Clearly, there is more on this list than can be tackled in a single conversation and this is important to note. Don’t expect to get through everything in one sitting; instead, plan several chats and organize them in consideration of everyone’s comfort. This means thinking both about what to talk about as well as where and how to chat.
- Organize a Gathering
Once you have put thought into all you will need to address when talking to your children about your estate plan, it is time to gather everyone together. Some families prefer to meet in person over, say, dinner while others are more at ease connecting over Zoom from the comfort of their own home. Likewise, some families will invite their advisors to the conversation while others prefer to keep things private. Your choice should reflect concern for everyone’s comfort and should be open to revision.
When navigating your first meeting it often helps to focus more on listening and less on speaking. Once you have said enough to introduce your concerns and wishes, it is important to hear your loved ones’ responses.

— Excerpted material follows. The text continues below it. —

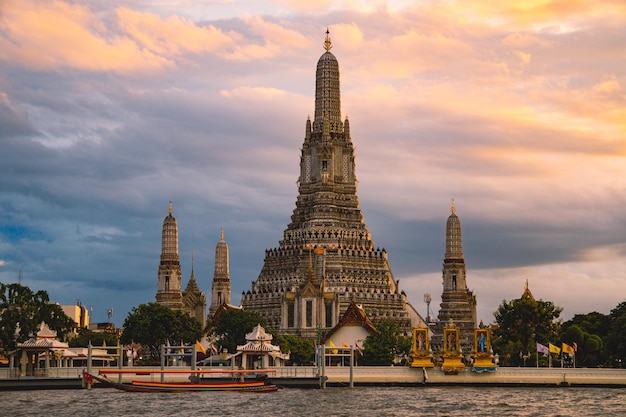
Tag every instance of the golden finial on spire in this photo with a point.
(327, 44)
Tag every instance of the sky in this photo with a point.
(109, 109)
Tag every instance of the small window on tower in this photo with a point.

Not only does this help correct oversights, but it provides new information and ensures the process feels collaborative.
- Plan Your Next Meeting
You can’t address all your estate planning concerns in a single sitting and it wouldn’t be a good idea even if you could. Walking your children through your estate plan is an opportunity to teach them a great deal about financial planning and so it is worth taking your time. What’s more, you can’t assume that just because they are bright, they will know how to distinguish a qualified from a non-qualified account, probate assets from non-probate assets, or how to manage tax-free distributions from a Roth IRA, for instance.
Working through your estate plan in successive conversations takes the pressure off any one encounter and provides an opportunity to pass on a little bit of wisdom. What’s more, it helps children plan their own estates which, as adults, is something they should be thinking about, anyway.
As you work through tackling the tricky subject of estate planning, it helps to speak to an experienced estate planning attorney. Not only can they explain the bureaucratic details but they can also ensure you don’t overlook any important points and can provide insight into approaches that have worked for other families in the past.